Les ministres sont aussi chahutés
Des déplacements accompagnés de manifestations d'opposants et de leurs concerts de casseroles (en lire plus en encadré), comme pour la plupart des échappées ministérielles sur le terrain, à l'image de la visite chahutée lundi à Lyon du ministre de l'Education Pap Ndiaye.
Ce dernier était attendu par des dizaines de manifestants dans le hall de la gare de Lyon à Paris. Après avoir patienté quelques minutes dans sa rame, il a finalement été escorté hors du bâtiment par le sous-sol des quais. "Ce qui s'est passé hier est préoccupant", a-t-il dénoncé mardi sur Franceinfo.
Plus tôt, mardi, Pap Ndiaye avait réagi sur Twitter à l'un des appels à manifester lancés à son encontre, dont il estime qu'ils invitaient à la violence.

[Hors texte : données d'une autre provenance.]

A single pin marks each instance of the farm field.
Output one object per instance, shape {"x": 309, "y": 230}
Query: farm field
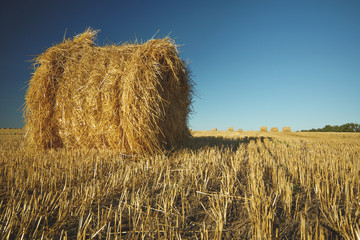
{"x": 218, "y": 185}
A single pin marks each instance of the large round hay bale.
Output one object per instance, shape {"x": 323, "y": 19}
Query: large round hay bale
{"x": 263, "y": 129}
{"x": 286, "y": 129}
{"x": 134, "y": 98}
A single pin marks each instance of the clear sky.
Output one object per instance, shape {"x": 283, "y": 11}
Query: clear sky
{"x": 256, "y": 63}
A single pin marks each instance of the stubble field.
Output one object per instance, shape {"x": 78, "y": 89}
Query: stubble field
{"x": 219, "y": 185}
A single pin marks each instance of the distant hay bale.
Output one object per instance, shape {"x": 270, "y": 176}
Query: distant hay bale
{"x": 134, "y": 98}
{"x": 274, "y": 129}
{"x": 286, "y": 129}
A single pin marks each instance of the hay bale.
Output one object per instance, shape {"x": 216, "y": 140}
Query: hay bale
{"x": 134, "y": 98}
{"x": 274, "y": 129}
{"x": 286, "y": 129}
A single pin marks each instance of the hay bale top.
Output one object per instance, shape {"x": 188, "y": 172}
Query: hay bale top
{"x": 274, "y": 129}
{"x": 134, "y": 97}
{"x": 263, "y": 129}
{"x": 286, "y": 129}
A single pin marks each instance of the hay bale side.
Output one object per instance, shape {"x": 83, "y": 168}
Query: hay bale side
{"x": 134, "y": 98}
{"x": 274, "y": 129}
{"x": 286, "y": 129}
{"x": 263, "y": 129}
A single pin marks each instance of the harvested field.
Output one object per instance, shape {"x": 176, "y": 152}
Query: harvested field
{"x": 219, "y": 185}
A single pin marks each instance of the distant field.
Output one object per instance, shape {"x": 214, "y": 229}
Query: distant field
{"x": 218, "y": 185}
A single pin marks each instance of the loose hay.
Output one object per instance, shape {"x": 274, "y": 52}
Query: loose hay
{"x": 274, "y": 129}
{"x": 286, "y": 129}
{"x": 134, "y": 98}
{"x": 263, "y": 129}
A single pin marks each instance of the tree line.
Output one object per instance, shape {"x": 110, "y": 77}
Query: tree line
{"x": 348, "y": 127}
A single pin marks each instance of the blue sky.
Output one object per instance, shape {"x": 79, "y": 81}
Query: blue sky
{"x": 255, "y": 63}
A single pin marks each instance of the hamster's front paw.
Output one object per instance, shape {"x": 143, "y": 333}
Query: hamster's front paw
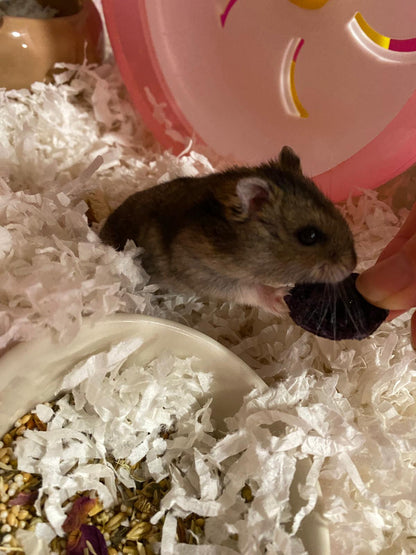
{"x": 270, "y": 299}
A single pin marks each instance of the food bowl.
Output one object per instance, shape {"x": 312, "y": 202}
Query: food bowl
{"x": 334, "y": 80}
{"x": 24, "y": 384}
{"x": 30, "y": 47}
{"x": 32, "y": 373}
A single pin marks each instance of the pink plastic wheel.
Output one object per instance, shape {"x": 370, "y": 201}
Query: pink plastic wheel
{"x": 335, "y": 80}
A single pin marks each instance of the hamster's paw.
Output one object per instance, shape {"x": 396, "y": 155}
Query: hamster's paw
{"x": 270, "y": 299}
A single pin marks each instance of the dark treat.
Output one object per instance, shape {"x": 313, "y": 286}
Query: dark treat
{"x": 334, "y": 310}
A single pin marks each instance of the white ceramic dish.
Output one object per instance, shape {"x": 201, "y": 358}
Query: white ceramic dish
{"x": 32, "y": 373}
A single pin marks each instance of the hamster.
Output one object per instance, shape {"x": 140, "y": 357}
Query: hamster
{"x": 242, "y": 235}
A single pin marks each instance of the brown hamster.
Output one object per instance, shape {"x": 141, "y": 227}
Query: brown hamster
{"x": 238, "y": 235}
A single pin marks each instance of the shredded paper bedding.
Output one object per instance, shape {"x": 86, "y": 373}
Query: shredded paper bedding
{"x": 349, "y": 406}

La ministre de la Culture répond à la cérémonie des Molières
De son côté, lors de la 34e édition des Molières, la ministre de la Culture Rima Abdul Malak a défendu lundi soir son bilan face à deux artistes qui l'ont interpellée sur scène concernant la réforme des retraites.
En déplacement dans l'Hérault, les ministres des Comptes publics Gabriel Attal et de la Fonction publique Stanislas Guerini n'ont, eux non plus, pas échappé à un concert de casseroles mardi soir. "Ceux qui ont le temps d'accueillir des ministres de 14h à 18h en pleine semaine, a priori, ce ne sont pas les Français qui travaillent, qui ont des difficultés à boucler les fins de mois", a répondu Gabriel Attal.
vajo avec afp
Les concerts de casseroles, une "tradition" apparue dès le XIXe siècle
"Les œufs et les casseroles, c'est pour faire la cuisine chez moi", a tenté de répondre le chef de l'Etat, lors d'un déplacement dans l'Hérault.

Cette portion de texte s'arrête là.